- Люди говорят, на табак скоро нехватка будет, - высказался старичок. - Семашка не велел больше желчное семя разводить, чтобы пролетариат жил чистым воздухом.
- На - закуривай! - дал бывший красноармеец папиросу старику..
- Я, товарищ, не занимаюсь.
- Кури, тебе говорят!
Старичок закурил из уваженья, не желая иметь опасности от встречного человека. Красноар-меец заговорил со мной.
- С ними едешь?
- Нет, я один.
- А сам-то кто будешь?
- Электротехник.
- Ну, здравствуй, - обрадовался красноармеец и дал мне свою руку.
Я для него был полезный кадр, и сам тоже обрадовался, что я нужный человек.
- А ты утром не соскочишь со мной? Ты бы в нашем колхозе дорог был: у нас там солнце не горит.
- Соскочу, - ответил я.
- Постой, а куда ж ты тогда едешь?
- Да мне хоть некуда - где понадоблюсь, там и выйду из вагона.
- Это хорошо, это нам полезно. А то все, понимаешь, заняты! Да еще смеются, гады, когда скажешь, что над нашим колхозом солнце не горит! А отчего ты не смеешься?
- А, может, мы зажжем ваше солнце? Там увидим - плакать или смеяться.
- Ну, раз ты так говоришь, то зажгем! - радостно воскликнул мой новый товарищ. - Хочешь, я за кипятком сбегаю? Сейчас Рязань будет.
- Мы вместе пойдем.
- Ты бы ярлык носил на картузе, что электротехник. А то я думал - ты подкулачник: у тебя вид скверный.
Утром мы сошли с ним на маленькой станции. Внутри станции был бедный пассажирский зал, от одного вида которого, от скуки и общей невзрачности у всякого человека заболевал живот. По стенам висели роскошные плакаты, изображающие пароходы, самолеты и курьерские поезда, плакаты призывали к далеким благополучным путешествиям и показывали задумчивых, сытых женщин, любующихся синей волжской водой, а также обильной природой на берегах.

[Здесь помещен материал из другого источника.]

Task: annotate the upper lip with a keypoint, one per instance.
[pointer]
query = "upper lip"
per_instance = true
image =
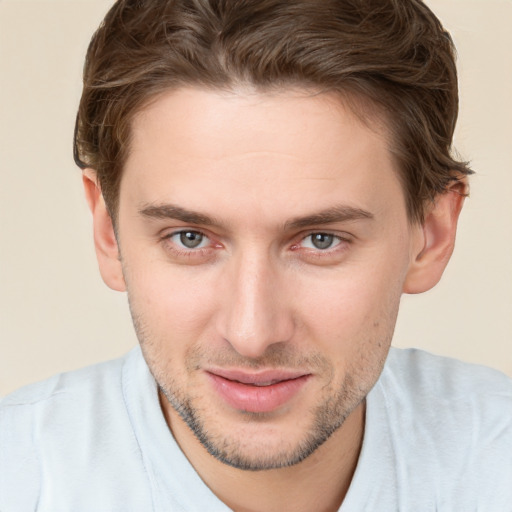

В этом пассажирском зале присутствовал единственный человек, жевавший хлеб из сумки.
- Сидишь? - спросил его дежурный по станции, возвращаясь от ушедшего поезда. - Когда ж ты тронешься? Уже третья неделя пошла, как ты приехал.
- Ай я тебе мешаю, что ль? - ответил этот оседлый пассажир. - Чего тебе надо? Пол я тебе мету, окна протираю; намедни ты заснул, а я депешу принял и вышел, без шапки постоял, пока поезд промчался. Я живу у тебя нормально.
Дежурный больше не обижал пожилого человека.
- Ну живи дальше. Я только боюсь, ты пробудешь здесь еще месяца четыре, а потом потребуешь штата.
- Стат мне не нужен, - отказался пассажир. - С документами скорее пропадешь, а без бумажки я всегда проживу на самую слабую статью, потому что обо мне ничего не известно.
Мой спутник, демобилизованный красноармеец товарищ Кондров остановился от такого разговора.
- Имей в виду, - сказал он дежурному, - ты работаешь, как стервец; теперь у меня будет забота о тебе.
С этим мы вышли на полевую колесную дорогу. Голая природа весны окружила нас, сопротивляясь ветром в лицо, но нам было это не трудно.